Shortcuts

Source code for torch.distributed.pipeline.sync.pipe

# Copyright 2019 Kakao Brain
#
# Copyright (c) Facebook, Inc. and its affiliates. All rights reserved.
#
# This source code is licensed under the BSD license found in the
# LICENSE file in the root directory of this source tree.
"""The Pipe interface."""
from collections import OrderedDict
from typing import TYPE_CHECKING, Any, Iterable, List, Optional, Tuple, Union, cast, Sequence

import torch
from torch import Tensor, nn
from torch.distributed.rpc import RRef
import torch.autograd
import torch.cuda

from . import microbatch
from .batchnorm import DeferredBatchNorm
from .pipeline import Pipeline
from .skip.layout import inspect_skip_layout
from .skip.skippable import verify_skippables
from .stream import AbstractStream, new_stream

__all__ = ["Pipe"]


Device = Union[torch.device, int, str]
Devices = Union[Iterable[Device], List[Device]]

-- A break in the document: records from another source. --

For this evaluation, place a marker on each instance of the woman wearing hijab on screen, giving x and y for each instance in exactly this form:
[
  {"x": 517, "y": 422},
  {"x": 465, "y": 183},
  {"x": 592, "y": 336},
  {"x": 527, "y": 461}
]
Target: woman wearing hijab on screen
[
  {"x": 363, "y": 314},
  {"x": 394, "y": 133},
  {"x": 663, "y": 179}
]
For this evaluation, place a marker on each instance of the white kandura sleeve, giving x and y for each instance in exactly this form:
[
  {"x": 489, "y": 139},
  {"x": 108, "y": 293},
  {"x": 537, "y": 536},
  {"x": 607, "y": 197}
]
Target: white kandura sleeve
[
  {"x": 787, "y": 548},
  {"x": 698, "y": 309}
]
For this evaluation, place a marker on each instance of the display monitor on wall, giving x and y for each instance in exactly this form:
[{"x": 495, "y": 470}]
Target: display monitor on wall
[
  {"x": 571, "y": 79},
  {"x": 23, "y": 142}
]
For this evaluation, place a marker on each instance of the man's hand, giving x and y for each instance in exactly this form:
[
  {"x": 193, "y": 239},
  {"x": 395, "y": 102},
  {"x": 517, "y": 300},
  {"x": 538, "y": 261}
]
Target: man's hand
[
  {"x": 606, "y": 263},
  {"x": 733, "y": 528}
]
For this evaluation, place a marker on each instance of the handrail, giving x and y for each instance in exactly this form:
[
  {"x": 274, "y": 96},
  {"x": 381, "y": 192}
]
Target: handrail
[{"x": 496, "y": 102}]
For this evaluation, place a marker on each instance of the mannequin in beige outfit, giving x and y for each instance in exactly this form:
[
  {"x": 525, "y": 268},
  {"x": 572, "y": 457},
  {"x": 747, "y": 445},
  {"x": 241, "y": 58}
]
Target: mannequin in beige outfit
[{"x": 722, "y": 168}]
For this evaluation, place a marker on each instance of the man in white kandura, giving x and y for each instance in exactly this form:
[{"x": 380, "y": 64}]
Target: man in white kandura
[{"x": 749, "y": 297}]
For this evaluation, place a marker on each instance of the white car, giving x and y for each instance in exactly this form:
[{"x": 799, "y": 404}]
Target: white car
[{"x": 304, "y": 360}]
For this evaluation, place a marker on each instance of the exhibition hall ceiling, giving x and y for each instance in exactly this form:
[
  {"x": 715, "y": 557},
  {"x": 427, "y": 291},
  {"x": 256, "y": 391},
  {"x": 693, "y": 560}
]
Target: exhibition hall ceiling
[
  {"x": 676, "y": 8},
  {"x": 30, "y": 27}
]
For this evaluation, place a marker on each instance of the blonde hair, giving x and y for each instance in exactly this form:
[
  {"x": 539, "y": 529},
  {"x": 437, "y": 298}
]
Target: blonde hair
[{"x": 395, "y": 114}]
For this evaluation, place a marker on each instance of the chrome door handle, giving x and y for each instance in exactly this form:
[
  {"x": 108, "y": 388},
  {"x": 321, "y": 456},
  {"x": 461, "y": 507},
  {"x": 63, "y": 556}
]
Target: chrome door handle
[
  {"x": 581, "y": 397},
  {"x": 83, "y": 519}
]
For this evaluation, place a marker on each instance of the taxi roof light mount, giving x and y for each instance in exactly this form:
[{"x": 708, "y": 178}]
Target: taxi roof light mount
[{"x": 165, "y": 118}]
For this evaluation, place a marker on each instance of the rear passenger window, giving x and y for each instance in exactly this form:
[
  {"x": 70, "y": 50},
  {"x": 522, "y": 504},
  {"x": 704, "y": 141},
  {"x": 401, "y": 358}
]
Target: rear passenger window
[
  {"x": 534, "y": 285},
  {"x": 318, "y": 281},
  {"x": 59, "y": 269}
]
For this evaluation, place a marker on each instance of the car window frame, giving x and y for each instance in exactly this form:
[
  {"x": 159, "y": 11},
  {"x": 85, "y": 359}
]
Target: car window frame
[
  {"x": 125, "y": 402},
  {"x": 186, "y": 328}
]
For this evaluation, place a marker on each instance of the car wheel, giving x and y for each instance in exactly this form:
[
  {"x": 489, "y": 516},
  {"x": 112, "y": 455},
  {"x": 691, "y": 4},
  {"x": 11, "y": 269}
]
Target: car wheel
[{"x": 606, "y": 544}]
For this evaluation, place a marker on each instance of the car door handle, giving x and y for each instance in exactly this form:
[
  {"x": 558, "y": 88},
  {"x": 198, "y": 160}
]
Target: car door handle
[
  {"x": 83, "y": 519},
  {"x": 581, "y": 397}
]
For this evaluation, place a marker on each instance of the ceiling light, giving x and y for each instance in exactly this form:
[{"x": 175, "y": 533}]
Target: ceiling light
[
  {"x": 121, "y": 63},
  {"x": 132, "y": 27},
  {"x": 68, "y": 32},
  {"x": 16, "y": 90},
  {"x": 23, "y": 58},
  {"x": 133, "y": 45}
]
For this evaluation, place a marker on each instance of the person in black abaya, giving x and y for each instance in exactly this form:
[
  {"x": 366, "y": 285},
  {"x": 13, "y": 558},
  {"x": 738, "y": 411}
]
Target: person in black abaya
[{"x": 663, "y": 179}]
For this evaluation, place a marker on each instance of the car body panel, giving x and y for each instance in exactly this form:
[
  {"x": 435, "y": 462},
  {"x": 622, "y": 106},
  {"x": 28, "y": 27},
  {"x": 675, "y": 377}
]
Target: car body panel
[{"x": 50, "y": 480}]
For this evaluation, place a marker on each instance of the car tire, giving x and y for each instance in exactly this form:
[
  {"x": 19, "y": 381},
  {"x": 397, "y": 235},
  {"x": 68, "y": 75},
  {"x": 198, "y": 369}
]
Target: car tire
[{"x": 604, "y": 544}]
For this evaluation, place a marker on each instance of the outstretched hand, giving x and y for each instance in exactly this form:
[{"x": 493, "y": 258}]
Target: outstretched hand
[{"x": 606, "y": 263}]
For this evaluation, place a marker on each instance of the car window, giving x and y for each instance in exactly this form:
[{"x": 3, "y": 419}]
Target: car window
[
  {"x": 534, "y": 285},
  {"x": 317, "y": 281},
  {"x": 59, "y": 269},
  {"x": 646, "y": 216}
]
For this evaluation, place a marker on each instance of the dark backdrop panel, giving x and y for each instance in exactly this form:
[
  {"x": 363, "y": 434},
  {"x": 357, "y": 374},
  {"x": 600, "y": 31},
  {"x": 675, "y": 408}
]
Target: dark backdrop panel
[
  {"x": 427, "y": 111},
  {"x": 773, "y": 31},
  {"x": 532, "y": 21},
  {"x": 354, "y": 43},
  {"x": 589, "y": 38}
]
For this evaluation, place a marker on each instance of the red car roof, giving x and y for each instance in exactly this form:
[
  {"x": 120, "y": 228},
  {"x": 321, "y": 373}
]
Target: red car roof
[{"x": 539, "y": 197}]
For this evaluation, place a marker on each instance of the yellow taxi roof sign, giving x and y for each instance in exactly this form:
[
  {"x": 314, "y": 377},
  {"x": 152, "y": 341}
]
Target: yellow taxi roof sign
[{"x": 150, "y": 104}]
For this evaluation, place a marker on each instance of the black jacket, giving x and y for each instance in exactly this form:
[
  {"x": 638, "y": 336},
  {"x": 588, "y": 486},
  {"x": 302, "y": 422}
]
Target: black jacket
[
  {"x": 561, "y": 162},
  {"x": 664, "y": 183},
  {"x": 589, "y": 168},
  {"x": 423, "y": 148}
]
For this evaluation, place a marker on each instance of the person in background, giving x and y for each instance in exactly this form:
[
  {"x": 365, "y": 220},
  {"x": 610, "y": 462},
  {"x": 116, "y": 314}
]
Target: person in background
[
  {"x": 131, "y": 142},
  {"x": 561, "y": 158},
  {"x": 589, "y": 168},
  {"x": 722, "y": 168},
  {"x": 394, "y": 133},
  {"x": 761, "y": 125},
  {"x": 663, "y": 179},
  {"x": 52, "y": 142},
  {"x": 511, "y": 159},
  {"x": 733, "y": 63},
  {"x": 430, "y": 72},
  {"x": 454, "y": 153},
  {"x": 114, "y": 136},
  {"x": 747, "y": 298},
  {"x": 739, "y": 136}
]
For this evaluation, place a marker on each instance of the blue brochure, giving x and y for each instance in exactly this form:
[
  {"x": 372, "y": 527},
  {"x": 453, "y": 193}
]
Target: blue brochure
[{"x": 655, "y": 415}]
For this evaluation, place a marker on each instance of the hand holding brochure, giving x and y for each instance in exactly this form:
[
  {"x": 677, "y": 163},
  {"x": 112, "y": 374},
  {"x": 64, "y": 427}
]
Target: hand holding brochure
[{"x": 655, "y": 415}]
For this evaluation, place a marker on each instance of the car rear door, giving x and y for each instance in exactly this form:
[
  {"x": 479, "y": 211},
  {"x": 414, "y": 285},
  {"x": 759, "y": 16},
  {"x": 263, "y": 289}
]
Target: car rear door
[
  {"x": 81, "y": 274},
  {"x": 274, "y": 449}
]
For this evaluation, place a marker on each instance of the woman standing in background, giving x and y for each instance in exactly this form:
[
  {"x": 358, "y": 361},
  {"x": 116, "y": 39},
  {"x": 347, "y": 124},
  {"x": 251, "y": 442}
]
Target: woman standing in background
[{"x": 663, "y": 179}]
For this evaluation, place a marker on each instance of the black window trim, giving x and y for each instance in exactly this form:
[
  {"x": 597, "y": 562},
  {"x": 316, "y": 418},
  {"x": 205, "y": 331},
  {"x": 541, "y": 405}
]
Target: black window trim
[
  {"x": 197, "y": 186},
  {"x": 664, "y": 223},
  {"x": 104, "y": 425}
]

Tensors = Sequence[Tensor]
TensorOrTensors = Union[Tensor, Tensors]

if TYPE_CHECKING:
    # Typechecking: nn.Module is not a Generic
    Module = nn.Module[TensorOrTensors]  # type: ignore[type-arg]
    NamedModules = OrderedDict[str, Module]
else:
    Module = nn.Module
    NamedModules = OrderedDict


def _recommend_auto_balance(message: str) -> str:
    """Expands a message with recommendation to :mod:`torchpipe.balance`."""
    return f"""{message}

If your model is still under development, its optimal balance would change
frequently. In this case, we highly recommend 'torch.distributed.pipeline.sync.balance' for
naive automatic balancing:

  from torch.distributed.pipeline.sync import Pipe
  from torch.distributed.pipeline.sync.balance import balance_by_time

  partitions = torch.cuda.device_count()
  sample = torch.empty(...)
  balance = balance_by_time(partitions, model, sample)

  model = Pipe(model, balance, ...)
"""


def _verify_module(module: nn.Sequential) -> None:
    if not isinstance(module, nn.Sequential):
        raise TypeError("module must be nn.Sequential to be partitioned")

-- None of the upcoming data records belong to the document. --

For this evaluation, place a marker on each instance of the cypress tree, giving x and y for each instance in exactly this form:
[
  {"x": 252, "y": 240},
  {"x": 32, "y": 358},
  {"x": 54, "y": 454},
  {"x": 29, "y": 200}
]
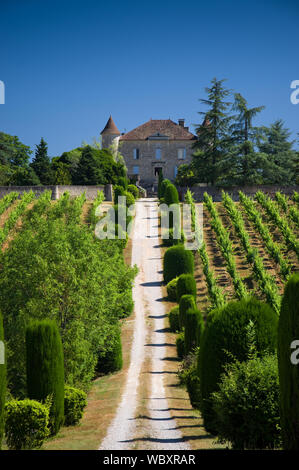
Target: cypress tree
[
  {"x": 160, "y": 180},
  {"x": 2, "y": 379},
  {"x": 213, "y": 134},
  {"x": 186, "y": 284},
  {"x": 177, "y": 260},
  {"x": 45, "y": 368},
  {"x": 171, "y": 195},
  {"x": 186, "y": 302},
  {"x": 193, "y": 328},
  {"x": 41, "y": 163},
  {"x": 225, "y": 339},
  {"x": 288, "y": 331}
]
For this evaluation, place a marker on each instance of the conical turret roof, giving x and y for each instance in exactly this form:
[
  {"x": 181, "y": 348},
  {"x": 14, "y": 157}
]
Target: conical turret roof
[{"x": 110, "y": 127}]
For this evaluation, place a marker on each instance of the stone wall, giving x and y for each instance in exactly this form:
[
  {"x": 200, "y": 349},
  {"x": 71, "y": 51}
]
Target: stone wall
[
  {"x": 147, "y": 161},
  {"x": 215, "y": 192},
  {"x": 58, "y": 190}
]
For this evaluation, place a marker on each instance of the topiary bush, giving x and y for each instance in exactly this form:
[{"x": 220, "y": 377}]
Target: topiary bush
[
  {"x": 26, "y": 424},
  {"x": 133, "y": 190},
  {"x": 130, "y": 200},
  {"x": 2, "y": 380},
  {"x": 188, "y": 376},
  {"x": 187, "y": 302},
  {"x": 173, "y": 318},
  {"x": 117, "y": 212},
  {"x": 160, "y": 180},
  {"x": 186, "y": 285},
  {"x": 75, "y": 401},
  {"x": 246, "y": 406},
  {"x": 194, "y": 326},
  {"x": 171, "y": 195},
  {"x": 225, "y": 339},
  {"x": 177, "y": 261},
  {"x": 122, "y": 181},
  {"x": 45, "y": 368},
  {"x": 193, "y": 387},
  {"x": 288, "y": 331},
  {"x": 180, "y": 347},
  {"x": 110, "y": 357},
  {"x": 171, "y": 289},
  {"x": 164, "y": 185},
  {"x": 170, "y": 241},
  {"x": 118, "y": 191}
]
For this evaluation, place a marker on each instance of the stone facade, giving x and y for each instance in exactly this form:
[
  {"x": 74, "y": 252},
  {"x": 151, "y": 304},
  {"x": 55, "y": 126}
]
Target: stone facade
[
  {"x": 147, "y": 165},
  {"x": 158, "y": 144}
]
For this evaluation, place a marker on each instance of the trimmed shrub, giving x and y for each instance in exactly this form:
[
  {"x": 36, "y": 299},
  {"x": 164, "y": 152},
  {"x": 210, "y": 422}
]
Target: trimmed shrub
[
  {"x": 186, "y": 285},
  {"x": 193, "y": 388},
  {"x": 130, "y": 200},
  {"x": 2, "y": 380},
  {"x": 164, "y": 185},
  {"x": 171, "y": 195},
  {"x": 117, "y": 209},
  {"x": 246, "y": 406},
  {"x": 180, "y": 348},
  {"x": 187, "y": 302},
  {"x": 177, "y": 261},
  {"x": 225, "y": 339},
  {"x": 45, "y": 368},
  {"x": 26, "y": 424},
  {"x": 75, "y": 401},
  {"x": 172, "y": 241},
  {"x": 160, "y": 180},
  {"x": 133, "y": 190},
  {"x": 122, "y": 181},
  {"x": 171, "y": 289},
  {"x": 110, "y": 358},
  {"x": 118, "y": 191},
  {"x": 173, "y": 318},
  {"x": 188, "y": 376},
  {"x": 288, "y": 332},
  {"x": 194, "y": 326}
]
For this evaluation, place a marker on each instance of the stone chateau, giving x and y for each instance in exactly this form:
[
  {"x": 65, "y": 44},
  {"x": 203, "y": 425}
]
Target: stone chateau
[{"x": 158, "y": 144}]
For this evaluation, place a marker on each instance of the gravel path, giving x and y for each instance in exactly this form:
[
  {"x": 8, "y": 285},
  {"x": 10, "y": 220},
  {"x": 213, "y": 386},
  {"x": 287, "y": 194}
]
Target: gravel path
[{"x": 160, "y": 430}]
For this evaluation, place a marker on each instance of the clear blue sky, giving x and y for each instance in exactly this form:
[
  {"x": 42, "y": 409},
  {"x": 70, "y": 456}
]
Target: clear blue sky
[{"x": 68, "y": 64}]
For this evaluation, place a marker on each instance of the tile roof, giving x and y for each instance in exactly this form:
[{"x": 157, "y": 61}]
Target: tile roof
[
  {"x": 164, "y": 127},
  {"x": 110, "y": 127}
]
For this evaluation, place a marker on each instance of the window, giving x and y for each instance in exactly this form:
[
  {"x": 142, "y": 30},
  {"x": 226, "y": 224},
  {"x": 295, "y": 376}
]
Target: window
[
  {"x": 136, "y": 154},
  {"x": 182, "y": 154}
]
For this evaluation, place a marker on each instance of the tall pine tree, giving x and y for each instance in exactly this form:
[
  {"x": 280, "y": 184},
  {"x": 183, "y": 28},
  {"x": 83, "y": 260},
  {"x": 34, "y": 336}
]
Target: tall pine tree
[
  {"x": 41, "y": 163},
  {"x": 274, "y": 141},
  {"x": 213, "y": 138}
]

    named_children = list(module.named_children())
    if len(named_children) != len(module):
        raise ValueError("module with duplicate children is not supported")


def _verify_splitting(
    module: nn.Sequential, partitions: List[nn.Sequential], devices: List[torch.device]
) -> None:
    num_parameters = len(list(module.parameters()))
    num_child_parameters = sum(len(list(child.parameters())) for child in module.children())
    if num_parameters == num_child_parameters:
        return

    for i in range(len(partitions)):
        for j in range(i + 1, len(partitions)):
            parti = partitions[i]
            partj = partitions[j]
            if devices[i] == devices[j]:
                continue
            for p in parti.parameters():
                for q in partj.parameters():
                    if p is q:
                        raise ValueError("module with duplicate parameters on distinct devices is not supported")

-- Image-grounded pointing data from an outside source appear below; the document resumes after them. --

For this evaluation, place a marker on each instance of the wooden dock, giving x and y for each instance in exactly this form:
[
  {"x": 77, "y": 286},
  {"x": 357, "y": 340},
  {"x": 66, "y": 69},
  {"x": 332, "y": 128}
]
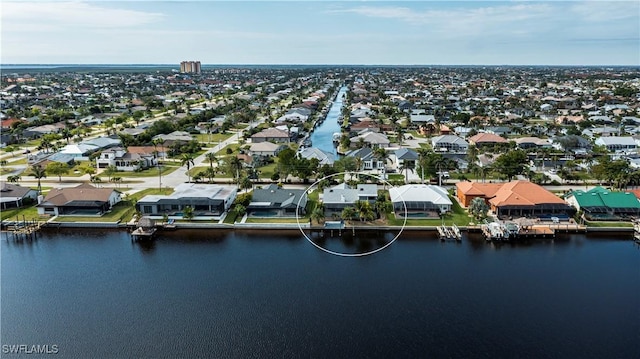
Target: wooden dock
[
  {"x": 25, "y": 229},
  {"x": 449, "y": 233}
]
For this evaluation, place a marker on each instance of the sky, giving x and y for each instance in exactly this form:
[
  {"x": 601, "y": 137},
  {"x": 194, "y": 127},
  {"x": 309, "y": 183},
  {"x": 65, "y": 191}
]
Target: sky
[{"x": 321, "y": 32}]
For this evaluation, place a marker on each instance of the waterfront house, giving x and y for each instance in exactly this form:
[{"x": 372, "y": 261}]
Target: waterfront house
[
  {"x": 337, "y": 198},
  {"x": 370, "y": 139},
  {"x": 265, "y": 149},
  {"x": 369, "y": 160},
  {"x": 615, "y": 143},
  {"x": 208, "y": 201},
  {"x": 420, "y": 200},
  {"x": 124, "y": 160},
  {"x": 14, "y": 196},
  {"x": 515, "y": 198},
  {"x": 83, "y": 200},
  {"x": 324, "y": 158},
  {"x": 532, "y": 142},
  {"x": 483, "y": 139},
  {"x": 449, "y": 143},
  {"x": 600, "y": 203},
  {"x": 405, "y": 156},
  {"x": 275, "y": 201}
]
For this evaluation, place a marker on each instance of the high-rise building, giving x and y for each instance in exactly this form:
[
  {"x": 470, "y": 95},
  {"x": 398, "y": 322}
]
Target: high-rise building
[{"x": 191, "y": 67}]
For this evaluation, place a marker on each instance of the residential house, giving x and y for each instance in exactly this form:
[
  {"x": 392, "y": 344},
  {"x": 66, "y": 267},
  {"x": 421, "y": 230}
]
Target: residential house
[
  {"x": 325, "y": 158},
  {"x": 265, "y": 149},
  {"x": 337, "y": 198},
  {"x": 368, "y": 158},
  {"x": 615, "y": 143},
  {"x": 370, "y": 139},
  {"x": 271, "y": 135},
  {"x": 274, "y": 201},
  {"x": 483, "y": 139},
  {"x": 532, "y": 142},
  {"x": 124, "y": 160},
  {"x": 83, "y": 200},
  {"x": 603, "y": 204},
  {"x": 515, "y": 198},
  {"x": 449, "y": 143},
  {"x": 420, "y": 200},
  {"x": 405, "y": 156},
  {"x": 14, "y": 196},
  {"x": 208, "y": 201}
]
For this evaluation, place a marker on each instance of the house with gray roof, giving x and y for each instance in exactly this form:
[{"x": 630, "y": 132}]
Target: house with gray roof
[
  {"x": 369, "y": 161},
  {"x": 275, "y": 201},
  {"x": 209, "y": 201},
  {"x": 14, "y": 196},
  {"x": 337, "y": 198},
  {"x": 370, "y": 139},
  {"x": 420, "y": 200},
  {"x": 449, "y": 143},
  {"x": 325, "y": 158},
  {"x": 616, "y": 143}
]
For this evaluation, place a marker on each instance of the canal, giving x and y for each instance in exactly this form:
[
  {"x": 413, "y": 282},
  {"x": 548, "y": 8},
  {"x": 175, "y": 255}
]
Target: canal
[{"x": 322, "y": 136}]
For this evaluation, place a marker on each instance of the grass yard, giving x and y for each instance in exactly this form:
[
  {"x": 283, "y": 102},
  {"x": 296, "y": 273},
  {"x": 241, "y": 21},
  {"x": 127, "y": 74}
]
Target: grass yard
[
  {"x": 29, "y": 213},
  {"x": 223, "y": 152},
  {"x": 149, "y": 172}
]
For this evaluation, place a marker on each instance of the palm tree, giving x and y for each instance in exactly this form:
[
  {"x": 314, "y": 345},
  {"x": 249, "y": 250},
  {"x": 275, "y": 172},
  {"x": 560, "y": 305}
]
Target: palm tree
[
  {"x": 318, "y": 214},
  {"x": 38, "y": 172},
  {"x": 348, "y": 213},
  {"x": 406, "y": 166},
  {"x": 235, "y": 166},
  {"x": 211, "y": 157},
  {"x": 187, "y": 160}
]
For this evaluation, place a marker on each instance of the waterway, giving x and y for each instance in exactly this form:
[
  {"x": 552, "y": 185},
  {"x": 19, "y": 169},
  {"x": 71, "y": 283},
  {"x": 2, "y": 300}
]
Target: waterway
[
  {"x": 96, "y": 294},
  {"x": 322, "y": 136}
]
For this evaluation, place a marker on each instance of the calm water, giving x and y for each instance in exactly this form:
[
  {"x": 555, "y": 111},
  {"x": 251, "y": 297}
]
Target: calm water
[
  {"x": 251, "y": 294},
  {"x": 322, "y": 136}
]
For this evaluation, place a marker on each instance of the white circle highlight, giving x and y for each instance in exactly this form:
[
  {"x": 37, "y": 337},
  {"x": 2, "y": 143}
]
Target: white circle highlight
[{"x": 404, "y": 223}]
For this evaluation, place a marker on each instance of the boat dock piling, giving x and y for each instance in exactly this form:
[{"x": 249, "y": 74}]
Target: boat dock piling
[
  {"x": 452, "y": 232},
  {"x": 25, "y": 229}
]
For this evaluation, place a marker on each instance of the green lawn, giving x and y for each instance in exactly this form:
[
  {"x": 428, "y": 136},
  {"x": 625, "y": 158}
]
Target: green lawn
[
  {"x": 458, "y": 216},
  {"x": 215, "y": 138},
  {"x": 22, "y": 161},
  {"x": 149, "y": 172},
  {"x": 223, "y": 152},
  {"x": 29, "y": 213}
]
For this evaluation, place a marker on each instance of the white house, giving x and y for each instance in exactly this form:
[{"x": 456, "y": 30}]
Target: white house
[{"x": 420, "y": 200}]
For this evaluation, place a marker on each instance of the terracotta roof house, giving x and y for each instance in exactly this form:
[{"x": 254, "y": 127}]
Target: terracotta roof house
[
  {"x": 484, "y": 139},
  {"x": 83, "y": 200},
  {"x": 13, "y": 196},
  {"x": 273, "y": 201},
  {"x": 601, "y": 203},
  {"x": 271, "y": 135},
  {"x": 209, "y": 201},
  {"x": 515, "y": 198},
  {"x": 420, "y": 200}
]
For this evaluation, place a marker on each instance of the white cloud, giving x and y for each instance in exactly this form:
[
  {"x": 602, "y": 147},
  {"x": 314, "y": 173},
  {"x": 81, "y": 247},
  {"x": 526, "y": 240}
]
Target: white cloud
[{"x": 25, "y": 15}]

class BalanceError(ValueError):
    pass


def _retrieve_device(module: nn.Module) -> torch.device:
    """Validates all parameters in the Module have the same device and returns
    the appropriate device.

    Args:
        An ``nn.Module`` to process.

    Returns:
        ``torch.Device`` for the entire module.

    Raises:
        ValueError:
            If devices for ``nn.Module`` parameters are not all same.
    """

    device = None
    for parameter in module.parameters():
        if device is None:
            device = parameter.device
        elif device != parameter.device:
            raise ValueError(
                'nn.Module: {}, should have all parameters on a single device,'
                ' please use .to() to place the module on a single device'.format(module))

    return device if device is not None else torch.device("cpu")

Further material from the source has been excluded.